I glared up at her. “I think my shoulder is dislocated,” I said as I got back to my feet.
“What are we going to do?” asked Katie.
“I don’t know,” I said, genuinely lost. I could hear Max’s voice far off but coming closer. I hated myself for not having an idea. We had come so far and run so long, only to find ourselves stymied by a locked door, the result the same as if we had never struggled.
I kicked and banged on the door. “Dammit!”
“That’s your cunning plan?” asked Katie. “Hit the door?
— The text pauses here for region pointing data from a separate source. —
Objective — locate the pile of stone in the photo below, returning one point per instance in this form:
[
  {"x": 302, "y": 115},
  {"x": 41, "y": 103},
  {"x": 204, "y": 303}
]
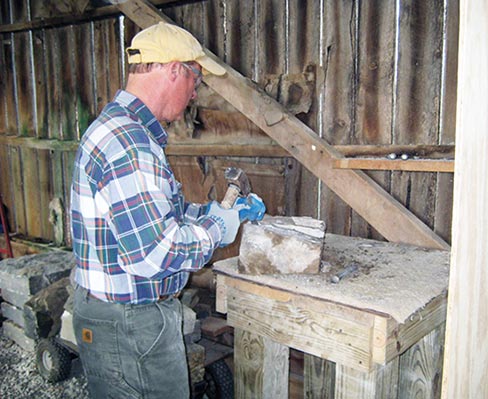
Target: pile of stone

I thought that’s what you originally did when you rammed it with your shoulder. Obviously it didn’t work the first time.”
“Yeah, well, you’re not exactly helping either,” I snapped back.
Katie slouched against the door, pouting. I knew I should say I was sorry, I knew I should say something, but at the moment I just had other things on my mind, other concerns. For example: we were really screwed right now.
Let me tell you, under the right circumstances, there is no more beautiful music than the sound of a door being unlocked.
Katie stepped away from the door and stood with me, staring at the door as its bolts were undone, wondering what was on the other side. We knew we had near certain death behind us, what was lurking behind the door as an alternative?
The locks were unbolted and one of the doors slowly opened just a crack. A familiar face looked out of the crack. It was the female patient I had seen before, her dark hair covering her face, her eyes just barely visible. I think I could see just a faint smile as she looked at me. This was just for a second, then she disappeared, her presence only marked by the receding sound of quick footsteps.
“Friend of yours?” asked Katie.
“Is that jealousy I hear in your voice?” I responded.
“You wish,” she said. “You know some strange people.”
“It got the door open, didn’t?” I said, pushing the door further open. “Let’s just get on the other side of this door and lock it.”
Katie stepped in after me and I got to work locking and barring the many locks on the door. Why there were so many well-cared for locks on a door in a ruined and disused area of the hospital crossed my mind, but it was answered when I turned around.
It was a wide room with white circular walls. Strange markings had been drawn on the walls with paint. A few standing incense burners circled the center of the room, but none of them were lit. Two had been knocked over, spilling ash and incense on the ground. In the center of the room stood a table covered with a blue cloth. On it sat a large book that Katie was stepping toward.
I looked around and saw debris all over the ground. I think there were more markings on the floor, but I couldn’t confirm with the rubble. It was strange, I could feel wind inside the room. It was faint, but noticeable. I scanned the walls, but the room had no windows. I found myself looking at the ceiling, and that’s where I found the problem. The ceiling was high to begin with, but circumstances had conspired to make it much higher. Sky high. A huge hole had been blown in the ceiling, opening it up to the night sky. It looked to be almost a perfect circle, the sides sheared away. There was a fair amount of rubble on the ground, but not nearly enough to make up the mass that would have been at the hole. The hole was immediately above the center of the room, a twenty foot radius with the table at its center, but there was no rubble in that area.